During the pendency of a bankruptcy action, a debtor has the choice to either assume the lease, assign the lease to a third-party, or reject the lease.  These actions trigger important deadlines of which any landlord should be keenly aware.  If a debtor assumes or assigns the lease, then it is responsible to pay all “cure costs” associated with the lease.  This includes all back-owed rent (including pre-petition rent), and in many jurisdictions, other amounts owed under the contract, including interest, late fees, and potentially attorney fees, if provided for under the lease.  When a debtor moves to assume or assign a lease, it must also provide notice of the proposed cure cost.  If the cure cost is not correct, then a landlord must timely file an objection to the cure amount with the bankruptcy court.

By contrast, if the debtor seeks to reject the lease, then the landlord must file a claim with the court for all “rejection damages” owed by the debtor for terminating the lease.  This would include all rent owed to the landlord for the remainder of the lease, which may be subject to caps set forth in the Bankruptcy Code.  Often times, the rejection notice will provide a landlord with a short turnaround time to file a rejection claim, usually 30 days.  These types of damages are generally treated as unsecured claims.

Tip No. 5 – Take Steps to Protect the Landlord

There are several ways in which a landlord may better protect itself before a debtor files for bankruptcy.  These steps include obtaining a personal guaranty of the lease, requiring a letter of credit, and a security deposit.  A personal guaranty from additional individuals or entities is one way to maximize recovery.
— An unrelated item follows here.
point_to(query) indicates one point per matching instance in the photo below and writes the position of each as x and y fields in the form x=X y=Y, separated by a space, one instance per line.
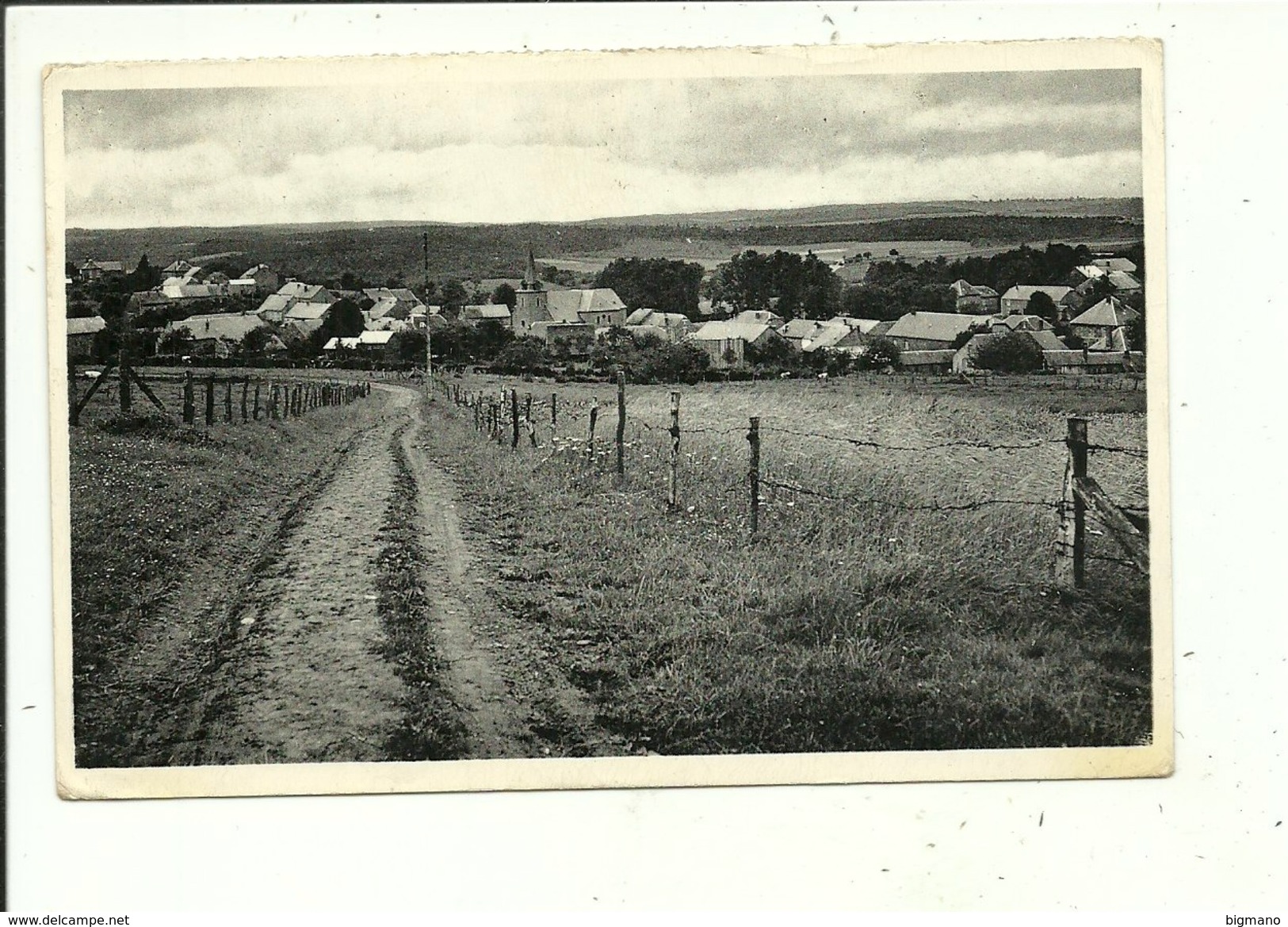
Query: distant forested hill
x=383 y=251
Provided that a lease guarantor is not in bankruptcy, nothing in the Bankruptcy Code prevents a landlord from taking action against a guarantor to a debtor-tenants’ lease.

A letter of credit is also a useful tool, which permits a landlord to draw down on the proceeds of the letter of credit in the event of default.  A letter of credit often times is not considered property of the bankruptcy estate.  There is a split of authority as to whether a lost profit damage claim of a landlord for the remainder of the lease term is capped under the Bankruptcy Code.

Finally, a security deposit is always recommended.  While generally considered property of the debtor’s estate, a landlord may be permitted to exercise its rights of set-off of its claim against the security deposit.  This may place the landlord in a superior recovery position than general unsecured creditors.

Bonus Tip – Retain Experienced Bankruptcy Counsel

There is no substitute for retaining experienced and local bankruptcy counsel to protect a landlord’s rights during the pendency of a bankruptcy case.  As demonstrated above, there are many notices, orders, and accompanying deadlines set forth in bankruptcy filings that must be followed, and can easily be missed by a non-attorney not familiar with the Bankruptcy Code or the local rules of the particular jurisdiction in which the bankruptcy action is filed.  Retaining experienced counsel at the onset of the bankruptcy case can help commercial landlords avoid common pitfalls and maximize their recovery against their debtor-tenant.